Now all roads lead to France and heavy is the tread
Of the living; but the dead returning lightly dance.
Edward Thomas, Roads

Thursday, June 27, 2013

The Experience of World War I:
Reviewed by Jane Mattisson Ekstam

The Experience of World War I

By J.M. Winter
Published by New York, Oxford University Press, 1989


The central theme of The Experience of World War I is the gigantic scale of the military effort waged by approximately 70 million men in uniform. Winter’s account answers such questions as “Why did the generals persist in large-scale offensives after the catastrophic losses early in the war?” and “What was the impact of the war on the world economy and European politics?” These are answered by describing the conflict, year by year, as it was experienced by generals, soldiers, politicians, and civilians. A number of secondary topics are also explored, including women’s war poetry, graphic arts, and films of the war. Winter draws on firsthand accounts of life during the war, including diaries and memoirs by both men and women from all countries and from all social groups.

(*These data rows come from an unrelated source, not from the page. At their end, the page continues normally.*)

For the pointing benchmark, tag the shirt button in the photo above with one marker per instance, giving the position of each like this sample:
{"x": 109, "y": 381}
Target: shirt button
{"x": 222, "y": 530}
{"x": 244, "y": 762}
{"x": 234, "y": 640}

The Experience of World War I is copiously illustrated with hundreds of color as well as black and white photographs. It includes color maps, a full chronology of the war and tables of essential data such as the names of wartime politicians and their periods of service.


By dividing World War 1 into four phases — 1914, the war of illusions; 1915, stalemate and stagnation; 1916–17, the great slaughter; and 1917–1918, revolution and peace — The Experience of World War 1 provides a clear structure to the exploration of the complexity of the events of 1914–1918, from the bloody battles of Verdun, the Somme, and Passchendaele to the flood of literary and artistic works during and after the war. While Winter acknowledges that the complexity of the war cannot be contained within any simple explanatory framework, The Experience of World War I achieves its primary aim to “highlight the salient features of a conflict which has moved from reality to myth.” Such little known details as the limited period of time, e.g. two weeks out of one month spent by soldiers in the trenches and the amount of food needed to feed five million men in the British army, provide fascinating reading.

The Experience of World War I is a worthy forerunner to J.M. Winter’s more recent works, such as Sites of Memory, Sites of Mourning: The Great War in European Cultural History (1995). le.